Not Just for Nerds: Web-scraping as a Socio-Legal Research Tool
Web-scraping used to be considered the preserve of computer nerds. The sort of person used to arching over a computer for long hours with – as Kendall puts it – “thick-rimmed glasses and pocket protectors full of pens”. Although this author admittedly ticks those boxes, huge strides in the accessibility of web-scraping tools has now brought this research technique to the masses: as Kluwe puts it, “data mining is not for nerds anymore”.
This post is based on a recent research project examining discrimination against housing benefit recipients in the private rented sector. The project used web-scraping techniques to pull off over 30,000 pages from a leading “rooms for rent” website (SpareRoom.co.uk) for analysis. Drawing on this research, I deal here with what web-scraping is, how to do it, and why it is an important tool for a Socio-Legal researcher.
What is web-scraping?
Web-scraping (sometimes called “data mining”) is the use of software – called “spiders” or “crawlers” – to automatically pull information from large numbers of webpages. These crawlers mimic the behaviour of a real website visitor: they can click on links, navigate to pages, enter text into search boxes, and (depending on their sophistication) evade tools designed to root them out, like the familiar CAPTCHA tests. I am sure Turing would have delighted in seeing web-crawlers click the box marked “I’m not a robot”.
The systematic copying-and-pasting of others’ text may understandably raise eyebrows as a research technique. Ethical issues arise. First, scraping – particularly at a larger scale – can make considerable demands on the website owner’s resources: scraping 100,000 webpages is the equivalent of an equal number of website visitors. Indeed, this concern has led to researchers working in conjunction with the owners of the websites they seek to scrape, particularly when targeting a large number of pages. Second, most data of interest is likely to be copyrighted. In recognition of its increasingly important research role, the method has some limited exceptions under UK copyright law. For most simple projects, where the research is for a clear non-commercial purpose and adequate acknowledgement is made in the write-up, the exception applies. For my own project, the total demand on the target site was relatively low (around 32,000 total visits) and – given the clear research focus – the scraping of content falls clearly within the copyright exemption.
How Do You Do It?
Any web-scraping project has three stages. First, you design the web-crawler (a program run on your PC or a server). Second, you need to clean the data you collect (such as removing duplicates). Third, you undertake a content analysis of the listings.
To illustrate the standard architecture of a crawler, the flowchart below depicts the crawler I used to analyse property listings on SpareRoom.co.uk. The crawler first loads a web address I provide, clicks a drop-down box, opens each property listing in another tab to download its content, then clicks to the next page until there are no more pages left to scrape.

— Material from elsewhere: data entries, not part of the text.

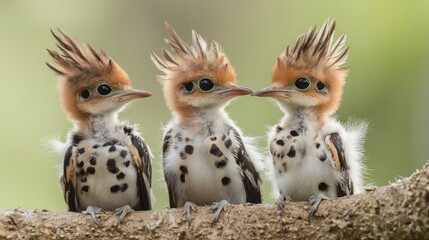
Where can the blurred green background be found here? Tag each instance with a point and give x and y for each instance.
(388, 82)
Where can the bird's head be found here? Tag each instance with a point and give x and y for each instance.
(310, 74)
(91, 83)
(197, 76)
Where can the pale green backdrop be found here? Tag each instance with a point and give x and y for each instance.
(388, 82)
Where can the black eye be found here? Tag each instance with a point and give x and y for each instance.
(104, 89)
(302, 83)
(85, 94)
(320, 86)
(189, 86)
(206, 84)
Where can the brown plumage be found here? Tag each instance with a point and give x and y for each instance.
(314, 156)
(79, 66)
(191, 62)
(107, 164)
(316, 56)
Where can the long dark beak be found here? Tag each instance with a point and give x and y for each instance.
(131, 94)
(234, 90)
(271, 92)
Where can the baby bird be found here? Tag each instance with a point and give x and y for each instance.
(107, 165)
(313, 155)
(206, 159)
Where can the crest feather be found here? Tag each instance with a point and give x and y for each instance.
(77, 61)
(184, 58)
(317, 50)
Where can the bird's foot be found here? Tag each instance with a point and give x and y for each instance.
(188, 207)
(315, 202)
(219, 206)
(93, 211)
(122, 212)
(281, 201)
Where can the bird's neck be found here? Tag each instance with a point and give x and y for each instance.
(99, 125)
(303, 120)
(207, 120)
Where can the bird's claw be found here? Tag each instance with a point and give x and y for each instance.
(122, 212)
(188, 207)
(219, 206)
(315, 202)
(90, 210)
(281, 201)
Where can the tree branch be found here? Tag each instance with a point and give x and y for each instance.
(399, 211)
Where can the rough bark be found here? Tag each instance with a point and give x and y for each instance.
(398, 211)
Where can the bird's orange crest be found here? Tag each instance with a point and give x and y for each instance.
(80, 62)
(314, 54)
(192, 62)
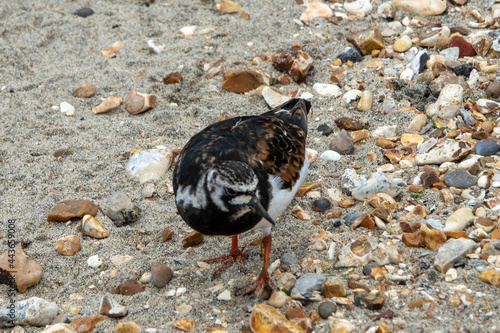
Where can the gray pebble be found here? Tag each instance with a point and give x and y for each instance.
(161, 274)
(460, 178)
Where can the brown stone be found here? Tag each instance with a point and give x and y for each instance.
(432, 238)
(25, 271)
(266, 318)
(129, 288)
(333, 288)
(167, 234)
(68, 245)
(295, 62)
(85, 90)
(348, 124)
(366, 40)
(69, 209)
(456, 234)
(173, 78)
(385, 143)
(184, 324)
(128, 327)
(192, 239)
(306, 187)
(412, 239)
(490, 277)
(86, 324)
(244, 80)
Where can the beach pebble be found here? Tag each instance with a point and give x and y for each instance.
(460, 178)
(306, 284)
(487, 147)
(224, 296)
(161, 274)
(128, 288)
(119, 208)
(358, 7)
(459, 219)
(156, 46)
(68, 245)
(365, 101)
(278, 299)
(449, 101)
(94, 261)
(58, 328)
(324, 89)
(109, 307)
(351, 54)
(149, 165)
(67, 109)
(84, 12)
(192, 239)
(316, 9)
(85, 90)
(326, 309)
(273, 98)
(33, 311)
(136, 102)
(444, 151)
(91, 227)
(377, 183)
(25, 271)
(423, 7)
(128, 327)
(403, 44)
(453, 250)
(68, 209)
(265, 318)
(109, 104)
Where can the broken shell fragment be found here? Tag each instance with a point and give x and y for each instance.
(136, 102)
(91, 227)
(110, 103)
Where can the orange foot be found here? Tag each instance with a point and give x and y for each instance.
(234, 255)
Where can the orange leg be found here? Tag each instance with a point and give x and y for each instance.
(234, 255)
(256, 286)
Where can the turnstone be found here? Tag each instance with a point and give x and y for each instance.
(240, 174)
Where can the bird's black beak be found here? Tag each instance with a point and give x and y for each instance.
(257, 208)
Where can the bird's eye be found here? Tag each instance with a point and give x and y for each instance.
(230, 191)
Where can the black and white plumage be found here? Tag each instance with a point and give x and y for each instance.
(240, 174)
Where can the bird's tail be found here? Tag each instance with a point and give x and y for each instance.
(294, 112)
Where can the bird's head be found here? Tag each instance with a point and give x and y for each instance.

Nowadays, no coding expertise is needed for any of these stages. The advent of a smorgasbord of “point and click” web-crawling platforms – the user interface equivalent of gesturing instructions at an assistant – means anyone anywhere can train themselves to create web-crawlers. Indeed, you can get started with many of these platforms free-of-charge and run the crawlers locally on your machines.
Why does it Matter for Socio-Legal Researchers?
This boom in the accessibility of web-scraping techniques, and exponential increases in the volume of data to mine, has led to its increasing use and interrogation as a method to help speed up some forms of legal analysis (for instance, by pulling judgments meeting certain criteria from legal databases). However, its full potential has yet to be realised in Socio-Legal studies. I think it is important for two reasons.
First, online platforms themselves are increasingly important actors in areas of interest for Socio-Legal scholars. Field and Rogers characterise this as “platform logic” – the way in which websites design and format content in turn shapes interactions with other actors. My own motivation for using a web-scraping technique was to explore how the design of a website (in this case, SpareRoom.co.uk) could in turn drive discriminatory practices against housing benefit recipients. But the role of online platforms extends to almost all works of life, from dating to consumer redress. The content on these websites therefore matters as a research focus in its own right.
Second, transparency does not mean accessibility. Even where data is available to researchers, it is often poorly formatted, difficult to access, or (in some cases, seemingly deliberately) incredibly labourious to pull-off manually. Web-scraping tools can provide the answer to the researcher thinking: “am I really going to sit and copy and paste every page I need here?”.
So, there is no need for thick-rimmed glasses and predisposition for coding. Web-scraping is not just for nerds anymore, it is accessible for everyone. And, as our interactions are increasingly mediated through online platforms, it is an important tool in a Socio-Legal researchers’ arsenal.